In [44]:
import pandas as pd
from scipy.stats import norm
import numpy as np
import matplotlib.pyplot as plt
import seaborn as sns
import scipy.stats as stats

In [2]:
# Reading the csv file and transforming the data using the code from EX1:
df = pd.read_csv('CVD_cleaned.csv')
# Choosing relevant columns:
df = df[['Sex', 'Alcohol_Consumption']]

# Changing categorical variable into binary values
df['Sex'] = df['Sex'].replace(['Male', 'Female'], [1, 2])
df

Unnamed: 0,Sex,Alcohol_Consumption
0,2,0.0
1,2,0.0
2,2,4.0
3,1,0.0
4,1,0.0
...,...,...
308849,1,4.0
308850,1,8.0
308851,2,4.0
308852,1,3.0


# Research question is:
###### Does alcohol consumption vary between men and women?
* X - Alcohol_Consumption
* Y - Sex (2 categories: 1 - male, 0 - female)

## Q 1

In [5]:
# Sampling 200 rows:
df_sample_200 = df.sample(n=200, random_state=42)
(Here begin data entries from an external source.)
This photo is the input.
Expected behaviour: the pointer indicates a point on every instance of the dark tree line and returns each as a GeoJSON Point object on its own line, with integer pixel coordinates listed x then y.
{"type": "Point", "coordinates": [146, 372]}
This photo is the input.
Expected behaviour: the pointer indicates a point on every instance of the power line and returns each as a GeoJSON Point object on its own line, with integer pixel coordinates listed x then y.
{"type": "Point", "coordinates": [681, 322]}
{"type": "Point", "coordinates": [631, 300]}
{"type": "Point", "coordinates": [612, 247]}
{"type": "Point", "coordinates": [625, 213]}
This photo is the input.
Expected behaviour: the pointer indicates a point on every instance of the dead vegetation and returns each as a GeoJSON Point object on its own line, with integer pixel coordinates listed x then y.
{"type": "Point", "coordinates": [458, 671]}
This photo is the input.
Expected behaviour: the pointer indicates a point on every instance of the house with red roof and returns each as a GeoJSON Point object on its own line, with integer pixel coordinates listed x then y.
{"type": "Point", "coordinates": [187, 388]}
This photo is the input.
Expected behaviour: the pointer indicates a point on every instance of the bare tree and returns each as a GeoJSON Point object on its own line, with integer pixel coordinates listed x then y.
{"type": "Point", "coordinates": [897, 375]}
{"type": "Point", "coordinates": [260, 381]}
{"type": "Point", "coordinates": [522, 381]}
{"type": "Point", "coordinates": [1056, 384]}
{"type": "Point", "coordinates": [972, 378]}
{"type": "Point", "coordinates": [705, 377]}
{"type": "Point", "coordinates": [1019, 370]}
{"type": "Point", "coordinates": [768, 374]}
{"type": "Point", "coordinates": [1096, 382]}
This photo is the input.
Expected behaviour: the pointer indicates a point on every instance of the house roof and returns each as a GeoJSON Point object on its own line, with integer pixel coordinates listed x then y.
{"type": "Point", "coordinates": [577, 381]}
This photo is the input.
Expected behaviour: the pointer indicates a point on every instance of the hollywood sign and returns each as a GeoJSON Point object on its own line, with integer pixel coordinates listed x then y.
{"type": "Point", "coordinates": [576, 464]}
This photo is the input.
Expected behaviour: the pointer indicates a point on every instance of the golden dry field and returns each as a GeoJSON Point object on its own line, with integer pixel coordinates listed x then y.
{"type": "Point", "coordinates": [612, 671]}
# Getting the indices of the already sampled rows
sampled_indices = df_sample_200.index

# Excluding the already sampled rows from the DataFrame
remaining_df = df.drop(sampled_indices)

# Sampling another 1000 rows from the remaining DataFrame
df_sample_1000 = remaining_df.sample(n=1000, random_state=42)

## Q 2

### Q 2.1

In [6]:
def eta(p):
    epsilon = 1e-10 # Small constant to prevent division by zero
    return np.log(p / (1 - p + epsilon))


In [7]:
# Setting tau to be the median of Alcohol_Consumption
tau = df['Alcohol_Consumption'].median()

In [8]:
# Estimating p1 and p2:
len_male = df_sample_200[(df_sample_200['Sex'] == 1)].shape[0]
len_female = 200 - len_male
p1 = df_sample_200[(df_sample_200['Sex'] == 1) & (df_sample_200['Alcohol_Consumption'] > tau)].shape[0] / len_male
p2 = df_sample_200[(df_sample_200['Sex'] == 2) & (df_sample_200['Alcohol_Consumption'] > tau)].shape[0] / len_female
print("p1:", p1)
print("p2:", p2)

p1: 0.5714285714285714
p2: 0.39215686274509803


In [9]:
# Estimating phi
phi = eta(p1) - eta(p2)
print("phi: ", phi)

phi:  0.725937003314119


In [10]:
# Confiedence Interval of phi using Bootstrap:
B = 700
phi_values = []
alpha = 0.05
for i in range(B):
    resampled_df = df_sample_200.sample(n=len(df_sample_200), replace=True)
    p1 = resampled_df[(resampled_df['Sex'] == 1) & (resampled_df['Alcohol_Consumption'] > tau)].shape[0] / len_male
    p2 = resampled_df[(resampled_df['Sex'] == 2) & (resampled_df['Alcohol_Consumption'] > tau)].shape[0] / len_female
    phi_values.append(eta(p1) - eta(p2))
    


In [43]:
# Compute confidence interval using percentile method
lower_percentile = (alpha / 2) * 100
upper_percentile = 100 - lower_percentile
lower_bound = np.percentile(phi_values, lower_percentile)
upper_bound = np.percentile(phi_values, upper_percentile)
print(f"Confidence Interval for Phi: [{lower_bound, upper_bound}]")
print(f"Legnth of CI: {upper_bound - lower_bound}")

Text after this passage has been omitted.